第14章 「元に戻った日常」
入れ替わりが解けて数日後。二人は元の生活に戻りながらも、互いの存在の大きさを再確認していた。
教室では、普段通りの授業が進む。
「桜井、おはよう!」
「おはよう、蓮」
互いに自然な笑顔で挨拶を交わすだけで、心はほんのり温かくなる。入れ替わり前よりも、互いの存在が近く感じられるのだ。
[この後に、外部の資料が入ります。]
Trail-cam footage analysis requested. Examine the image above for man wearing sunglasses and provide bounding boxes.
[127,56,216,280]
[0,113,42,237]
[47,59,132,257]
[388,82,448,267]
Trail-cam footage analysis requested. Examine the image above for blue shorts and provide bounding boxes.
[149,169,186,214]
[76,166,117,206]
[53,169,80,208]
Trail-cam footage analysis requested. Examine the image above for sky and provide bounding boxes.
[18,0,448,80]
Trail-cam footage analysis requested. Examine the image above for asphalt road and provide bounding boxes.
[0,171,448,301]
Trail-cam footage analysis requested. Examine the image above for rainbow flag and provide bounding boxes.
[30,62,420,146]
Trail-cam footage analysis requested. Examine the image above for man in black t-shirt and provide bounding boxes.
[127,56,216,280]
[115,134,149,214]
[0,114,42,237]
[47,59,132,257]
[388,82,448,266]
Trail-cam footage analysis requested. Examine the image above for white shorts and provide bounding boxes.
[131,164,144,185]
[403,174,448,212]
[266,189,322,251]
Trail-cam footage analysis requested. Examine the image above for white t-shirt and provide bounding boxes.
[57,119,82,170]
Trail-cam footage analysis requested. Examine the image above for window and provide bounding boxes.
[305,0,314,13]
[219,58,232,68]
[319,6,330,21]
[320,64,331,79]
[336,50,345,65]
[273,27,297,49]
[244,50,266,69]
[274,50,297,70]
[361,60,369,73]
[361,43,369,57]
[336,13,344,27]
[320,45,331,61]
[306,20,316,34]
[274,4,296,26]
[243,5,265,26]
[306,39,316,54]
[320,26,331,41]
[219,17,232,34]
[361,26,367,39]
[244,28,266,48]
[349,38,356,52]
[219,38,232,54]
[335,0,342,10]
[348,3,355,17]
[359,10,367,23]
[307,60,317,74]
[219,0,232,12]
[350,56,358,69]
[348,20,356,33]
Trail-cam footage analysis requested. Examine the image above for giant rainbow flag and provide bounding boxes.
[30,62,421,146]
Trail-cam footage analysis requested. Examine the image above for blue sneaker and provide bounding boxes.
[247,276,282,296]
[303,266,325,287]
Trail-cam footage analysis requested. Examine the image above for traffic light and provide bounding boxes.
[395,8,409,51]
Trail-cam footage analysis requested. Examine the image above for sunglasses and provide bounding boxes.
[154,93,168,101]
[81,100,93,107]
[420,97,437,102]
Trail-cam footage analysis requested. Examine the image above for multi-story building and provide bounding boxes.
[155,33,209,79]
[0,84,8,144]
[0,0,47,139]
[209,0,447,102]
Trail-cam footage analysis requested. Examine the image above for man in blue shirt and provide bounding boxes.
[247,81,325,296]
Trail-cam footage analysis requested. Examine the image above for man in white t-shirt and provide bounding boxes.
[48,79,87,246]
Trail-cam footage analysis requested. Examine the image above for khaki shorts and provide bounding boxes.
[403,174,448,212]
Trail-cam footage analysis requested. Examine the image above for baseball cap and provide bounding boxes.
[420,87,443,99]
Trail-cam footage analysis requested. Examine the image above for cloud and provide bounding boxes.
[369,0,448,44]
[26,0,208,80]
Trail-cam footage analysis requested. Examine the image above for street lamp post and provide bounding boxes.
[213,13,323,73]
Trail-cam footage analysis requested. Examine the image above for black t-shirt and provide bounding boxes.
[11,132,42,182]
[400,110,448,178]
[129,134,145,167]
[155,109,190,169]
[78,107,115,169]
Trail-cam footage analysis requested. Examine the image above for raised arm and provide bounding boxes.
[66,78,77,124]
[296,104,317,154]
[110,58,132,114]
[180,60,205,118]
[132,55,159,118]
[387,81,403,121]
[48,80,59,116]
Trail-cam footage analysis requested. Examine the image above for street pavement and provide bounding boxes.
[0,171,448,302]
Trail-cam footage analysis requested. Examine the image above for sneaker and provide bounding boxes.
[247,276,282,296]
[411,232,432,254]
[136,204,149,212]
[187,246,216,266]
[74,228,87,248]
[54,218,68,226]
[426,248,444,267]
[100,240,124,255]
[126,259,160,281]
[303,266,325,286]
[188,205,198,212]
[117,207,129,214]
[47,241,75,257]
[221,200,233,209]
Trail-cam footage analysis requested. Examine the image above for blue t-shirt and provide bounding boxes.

放課後、文化祭や体育祭で一緒に過ごした日々を思い出しながら、二人は校庭のベンチに座った。
「ねえ、桜井」
「ん?」
「昨日の数学の授業、君のノート見て助かったよ」
「ふふっ、私も蓮のアドバイスで助かったよ」
自然に手を取り合う二人。小さな胸キュンの瞬間が、日常の中で静かに増えていく。
教室の片隅では、水野美咲が小声で二人を見つめ、微笑む。
「やっぱり二人、仲良くなったな…」
二人はお互いに気づかぬフリをして笑い合う。
その日の帰り道、夕焼けに染まる校庭を手をつないで歩く二人。
「桜井、これからも一緒にいろんなこと経験しような」
「うん、ずっと一緒に」
入れ替わりという非日常を乗り越え、二人の心はしっかりと結ばれた。
胸キュンもドキドキも、もう日常の一部になったのだ。
小さな手の温もりが、二人にとってかけがえのないものになり、笑顔で日々を重ねる――それが、二人にとっての新しい日常だった。